I recently asked Jerry Roche, CEO of Trial Run, a fractal analytics firm, for his perspective on the impact of AI on marketing strategy.
Paul Talbot: Are AI capabilities changing the way we create and manage marketing strategy?
Jerry Roche: Given the need to serve personalized experiences to a large customer base, marketers can no longer rely on intuitive heuristics targeted to the lowest common denominator. They need to discover preferences, align messaging, personalize value, and employ the right channels for all.
This is, by definition, no longer a task that human cognition can serve, certainly not at scales that keep the business competitive. This evolving need of the marketing function warrants data and artificial intelligence that can aid human cognition to make sense of it.

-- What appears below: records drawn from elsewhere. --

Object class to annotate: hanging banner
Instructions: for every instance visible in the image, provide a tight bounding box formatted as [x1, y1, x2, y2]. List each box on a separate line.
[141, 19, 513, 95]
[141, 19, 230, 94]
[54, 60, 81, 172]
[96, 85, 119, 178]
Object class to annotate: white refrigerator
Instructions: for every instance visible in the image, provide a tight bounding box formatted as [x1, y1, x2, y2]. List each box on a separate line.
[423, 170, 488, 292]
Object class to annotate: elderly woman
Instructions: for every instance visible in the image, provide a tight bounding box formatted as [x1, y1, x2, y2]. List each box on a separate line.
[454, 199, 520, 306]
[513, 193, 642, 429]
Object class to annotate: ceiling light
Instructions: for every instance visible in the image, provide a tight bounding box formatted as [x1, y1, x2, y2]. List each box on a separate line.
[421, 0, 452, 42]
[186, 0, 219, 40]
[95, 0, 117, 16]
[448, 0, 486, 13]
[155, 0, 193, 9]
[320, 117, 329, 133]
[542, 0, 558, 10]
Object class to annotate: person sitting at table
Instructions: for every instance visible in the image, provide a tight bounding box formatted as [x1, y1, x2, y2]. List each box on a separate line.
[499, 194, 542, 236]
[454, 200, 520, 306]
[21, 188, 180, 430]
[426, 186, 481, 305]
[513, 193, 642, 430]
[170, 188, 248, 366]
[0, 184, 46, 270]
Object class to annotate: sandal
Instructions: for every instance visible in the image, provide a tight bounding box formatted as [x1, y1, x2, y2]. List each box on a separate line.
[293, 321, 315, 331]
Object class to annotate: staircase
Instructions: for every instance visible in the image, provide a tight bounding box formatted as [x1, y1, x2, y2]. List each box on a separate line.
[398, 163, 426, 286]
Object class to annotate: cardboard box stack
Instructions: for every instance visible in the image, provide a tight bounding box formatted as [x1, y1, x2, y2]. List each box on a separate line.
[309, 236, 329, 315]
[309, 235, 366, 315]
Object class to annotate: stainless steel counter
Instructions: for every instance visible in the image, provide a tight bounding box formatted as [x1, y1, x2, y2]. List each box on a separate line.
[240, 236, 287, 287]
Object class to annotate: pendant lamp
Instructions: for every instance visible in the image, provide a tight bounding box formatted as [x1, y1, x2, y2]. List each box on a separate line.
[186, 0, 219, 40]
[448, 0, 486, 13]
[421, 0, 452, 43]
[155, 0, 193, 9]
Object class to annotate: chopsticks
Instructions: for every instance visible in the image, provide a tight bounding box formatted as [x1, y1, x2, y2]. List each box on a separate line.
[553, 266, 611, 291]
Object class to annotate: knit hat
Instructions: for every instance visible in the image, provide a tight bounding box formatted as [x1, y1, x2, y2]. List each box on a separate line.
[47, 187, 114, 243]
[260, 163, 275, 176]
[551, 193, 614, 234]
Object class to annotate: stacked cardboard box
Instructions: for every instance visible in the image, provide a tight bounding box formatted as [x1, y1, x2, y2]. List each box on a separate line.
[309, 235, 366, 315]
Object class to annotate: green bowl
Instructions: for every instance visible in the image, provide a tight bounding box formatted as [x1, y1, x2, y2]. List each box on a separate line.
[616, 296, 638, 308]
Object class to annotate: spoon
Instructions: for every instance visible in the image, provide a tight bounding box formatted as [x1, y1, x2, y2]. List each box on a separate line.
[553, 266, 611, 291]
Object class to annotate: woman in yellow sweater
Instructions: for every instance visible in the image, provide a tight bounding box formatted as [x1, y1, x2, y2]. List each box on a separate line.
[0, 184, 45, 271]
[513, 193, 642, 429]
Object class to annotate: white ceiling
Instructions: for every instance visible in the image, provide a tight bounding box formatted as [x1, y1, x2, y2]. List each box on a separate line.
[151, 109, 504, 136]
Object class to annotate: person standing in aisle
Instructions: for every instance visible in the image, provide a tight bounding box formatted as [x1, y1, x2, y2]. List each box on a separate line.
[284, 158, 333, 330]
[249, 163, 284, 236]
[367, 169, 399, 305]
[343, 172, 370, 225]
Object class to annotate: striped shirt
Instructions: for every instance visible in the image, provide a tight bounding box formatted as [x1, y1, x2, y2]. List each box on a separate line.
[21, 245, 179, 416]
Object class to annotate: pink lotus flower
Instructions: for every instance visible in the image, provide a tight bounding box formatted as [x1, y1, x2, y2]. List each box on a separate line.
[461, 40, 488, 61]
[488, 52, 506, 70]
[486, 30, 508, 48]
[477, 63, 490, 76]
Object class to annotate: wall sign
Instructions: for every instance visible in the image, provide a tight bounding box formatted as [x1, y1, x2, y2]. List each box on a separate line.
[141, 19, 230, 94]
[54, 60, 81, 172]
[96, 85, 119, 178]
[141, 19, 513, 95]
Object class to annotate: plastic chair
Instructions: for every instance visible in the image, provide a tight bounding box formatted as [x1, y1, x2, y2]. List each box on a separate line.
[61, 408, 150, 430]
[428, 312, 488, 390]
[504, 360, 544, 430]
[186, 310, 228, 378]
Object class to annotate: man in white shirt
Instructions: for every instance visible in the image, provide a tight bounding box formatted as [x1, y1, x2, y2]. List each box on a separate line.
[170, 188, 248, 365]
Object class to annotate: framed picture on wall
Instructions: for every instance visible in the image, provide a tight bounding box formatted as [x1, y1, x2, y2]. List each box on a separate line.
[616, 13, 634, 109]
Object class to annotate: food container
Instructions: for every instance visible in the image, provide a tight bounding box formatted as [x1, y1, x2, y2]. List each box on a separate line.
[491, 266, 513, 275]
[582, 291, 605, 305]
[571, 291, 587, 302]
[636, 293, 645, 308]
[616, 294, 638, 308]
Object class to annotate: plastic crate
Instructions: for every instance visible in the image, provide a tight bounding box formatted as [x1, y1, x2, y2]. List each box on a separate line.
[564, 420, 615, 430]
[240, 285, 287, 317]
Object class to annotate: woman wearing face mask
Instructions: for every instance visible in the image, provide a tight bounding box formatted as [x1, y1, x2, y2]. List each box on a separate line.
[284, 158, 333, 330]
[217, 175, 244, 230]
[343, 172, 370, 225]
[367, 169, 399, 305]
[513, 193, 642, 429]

In this new paradigm, marketers are competing as much in AI execution as in their core strategy. In fact, it may increasingly appear that the core strategy is only as good as the AI available to execute it.
Not only are marketers using data and AI to inform strategy, they are also using them to evaluate it.
Talbot: What do algorithms need to do in order to illuminate strategic rather than tactical questions?
Roche: Being customer-centric rather than product-centric should be the problem that algorithms need to solve. And it is the problem that they are uniquely capable of solving owing to the need to understand multitudes of preferences and patterns. This will lead to solving for the customer’s pain points and not those of the business.
A good way to start is to look at the customer lifecycle, identify key points of truth in the journey, and solve for those. Instead of focusing on how to reach your customer, learn how the customer reaches you and enable them. Once the algorithm focuses on the right objective, insights will be deeper and more precise.
Talbot: If you were a CMO working on updating or evaluating an existing marketing strategy, what could you reasonably expect AI to contribute to the process?
Roche: Irrespective of the techniques used, which can be predictive modeling, rapid experimentation or something else, advanced data science is influencing all the areas of strategic marketing.
Segmentation is key because it is the most straight-forward way to optimize your marketing strategy. But more than descriptive segmentation, companies are rapidly moving to behavioral segmentation.
Instead of the traditional ‘Males between 25-40 years of age’, we have been seeing more of ‘Adventure-seekers’. This segmentation is bound to go deeper, till we finally reach the ‘segment-of-one’ strategy.
AI can also put more weight to marketing when it comes to new product development. AI can help marketing teams know empirically that their knowledge of the market is strong enough to get a significant role in product development.
Then comes the all-important Customer Lifetime Value (CLV). To keep customers engaged at scale is an impossible task, if not for AI.
AI can do the deep listening to deliver content that builds strong relationships. With insights, it can measure CLV accurately and help you prioritize how much to invest in each customer.
Talbot: AI can help test and validate assumptions… can you give an example of how this can happen in the context of marketing strategy?
Roche: In our experience so far, data driven experimentation always leads to benefits as there are no failed experiments; only failed strategies.
Experimentation provides solid empirical evidence of consumer behavior. It helps establish cause & effect relationships and enables accurate attribution thereby helping to identify the driver behind the success or failure of current strategies.
It is also the only way to understand the impact of ideas which have never been tested as you gather real consumer insights on new ideas.